How do LLM applications leak sensitive information, and how do you prevent it?
Short answer
LLM apps leak data several ways: the model memorizes and regurgitates sensitive training or fine-tuning data, the system prompt (which may hold secrets or logic) gets extracted, retrieved RAG documents expose data the user shouldn't see, and context from one user or session bleeds into another. Prevention means data minimization before training, never putting secrets in prompts, enforcing per-user authorization on retrieval, output filtering and PII redaction, and tenant isolation.
Sensitive information disclosure is consistently one of the top LLM risks because models touch a lot of data and have several distinct leak paths.
How leaks happen
- Training-data memorization. Models can memorize and regurgitate verbatim chunks of their training or fine-tuning data — PII, credentials, internal documents — when prompted in the right way. This is a model-level risk that's hard to undo after training.
- System-prompt leakage. Apps often stuff instructions, business logic, and sometimes secrets into the system prompt. Attackers extract it via injection. Treat the system prompt as readable by users.
- Over-permissioned retrieval. In RAG, if the vector store returns documents without checking the asking user's authorization, the model will happily summarize data they were never allowed to see.
- Cross-session / cross-tenant bleed. Poor isolation, shared caches, or reused context can leak one user's data into another's response.
Prevention
- Data minimization before training and fine-tuning; scrub PII and secrets from corpora.

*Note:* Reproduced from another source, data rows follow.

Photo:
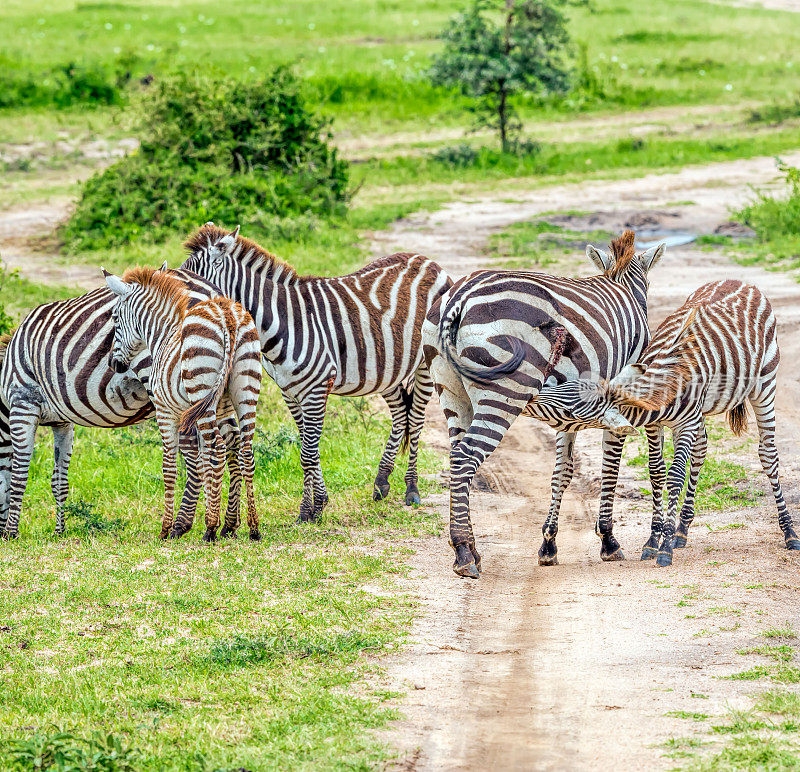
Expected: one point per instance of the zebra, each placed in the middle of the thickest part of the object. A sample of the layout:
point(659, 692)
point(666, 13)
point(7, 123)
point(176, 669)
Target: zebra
point(352, 335)
point(498, 336)
point(198, 354)
point(712, 355)
point(54, 372)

- Never put secrets in prompts. Keep keys and credentials in a secrets manager, fetched server-side with least privilege.
- Authorization at retrieval time. Filter the vector store by the requesting user's permissions, not after the fact.
- Output filtering and PII redaction on responses.
- Tenant isolation for context, memory, and caches.
What interviewers look for
A candidate who enumerates multiple leak paths — not just "the model says secret things" — and matches each to a concrete control, especially per-user authorization on RAG and keeping secrets out of prompts.
Likely follow-ups
- Why is putting an API key in the system prompt a bad idea?
- How does training-data memorization let an attacker extract PII?
- How do you enforce authorization in a RAG pipeline so users only retrieve documents they're allowed to see?